The gorge below the Thompson Dam and the Swinging Bridge offers magnificent views of the river. So does a hike along the Carlton Trail. Expert kayakers arrive with the high water to paddle challenging rapids within the park.

Jay Cooke's five camper cabins are popular year-round, but anyone willing to pitch a tent will likely find their choice of campsites during winter and early spring, says Hiller.

The park was established in 1915 after heirs to Jay Cooke (a banker from Philadelphia) donated the land to the state. It is home to abundant wildlife, including white-tailed deer, black bears, and timber wolves. May is prime time for seeing many of the 190 bird species that live in or visit the park.

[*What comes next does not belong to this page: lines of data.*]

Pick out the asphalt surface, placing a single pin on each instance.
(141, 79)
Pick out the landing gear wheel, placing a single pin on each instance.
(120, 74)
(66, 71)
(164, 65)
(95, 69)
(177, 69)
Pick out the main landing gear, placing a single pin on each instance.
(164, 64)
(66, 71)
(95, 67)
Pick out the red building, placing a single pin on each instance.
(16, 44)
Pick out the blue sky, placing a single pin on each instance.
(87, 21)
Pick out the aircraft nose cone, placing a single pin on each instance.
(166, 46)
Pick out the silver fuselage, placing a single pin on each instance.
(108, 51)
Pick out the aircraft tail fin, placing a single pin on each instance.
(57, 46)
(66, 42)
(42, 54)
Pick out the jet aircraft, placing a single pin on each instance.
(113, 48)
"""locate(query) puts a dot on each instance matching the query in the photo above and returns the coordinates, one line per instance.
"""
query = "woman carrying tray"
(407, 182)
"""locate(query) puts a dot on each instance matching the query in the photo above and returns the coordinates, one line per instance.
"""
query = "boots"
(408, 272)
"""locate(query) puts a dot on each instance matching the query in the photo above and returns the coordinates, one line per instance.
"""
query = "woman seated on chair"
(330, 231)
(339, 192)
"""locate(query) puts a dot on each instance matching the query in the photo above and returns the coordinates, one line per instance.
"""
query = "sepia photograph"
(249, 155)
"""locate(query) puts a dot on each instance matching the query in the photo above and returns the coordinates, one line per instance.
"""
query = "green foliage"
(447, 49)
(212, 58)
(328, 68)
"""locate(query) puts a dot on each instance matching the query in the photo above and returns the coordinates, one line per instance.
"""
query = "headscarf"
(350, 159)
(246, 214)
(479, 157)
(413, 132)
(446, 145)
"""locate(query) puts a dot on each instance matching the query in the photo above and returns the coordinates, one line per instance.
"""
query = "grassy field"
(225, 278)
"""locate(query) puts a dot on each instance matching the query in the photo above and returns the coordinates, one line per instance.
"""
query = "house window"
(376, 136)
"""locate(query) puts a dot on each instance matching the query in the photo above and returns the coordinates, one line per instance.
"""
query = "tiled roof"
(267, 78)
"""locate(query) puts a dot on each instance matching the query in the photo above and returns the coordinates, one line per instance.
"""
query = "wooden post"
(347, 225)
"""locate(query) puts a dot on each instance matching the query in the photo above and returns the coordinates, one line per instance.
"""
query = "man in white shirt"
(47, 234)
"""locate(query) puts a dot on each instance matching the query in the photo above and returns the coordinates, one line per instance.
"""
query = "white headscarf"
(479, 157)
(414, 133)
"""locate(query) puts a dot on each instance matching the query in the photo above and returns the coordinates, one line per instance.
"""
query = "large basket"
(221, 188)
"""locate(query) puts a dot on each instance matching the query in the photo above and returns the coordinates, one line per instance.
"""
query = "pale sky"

"We have 26 out of the 42 warblers in the state," says Hiller. "Some are passing through, but 20 of them nest here." The arrival of warblers roughly coincides with the peak blooming of spring wildflowers, says Hiller. Along the park's 50 miles of hiking trails, 8 miles of paved bike trails, and 13 miles of mountain-bike trails, blooming highlights include trillium, spring beauties, trout lilies, hepatica, wild ginger, and wood anemone.

While you can enjoy Jay Cooke State Park's rugged landscape anytime, the sights and sounds of Lake Superior's largest tributary shrugging off winter's icy grip are a great way to welcome spring. Says Hiller, "It just feels energizing."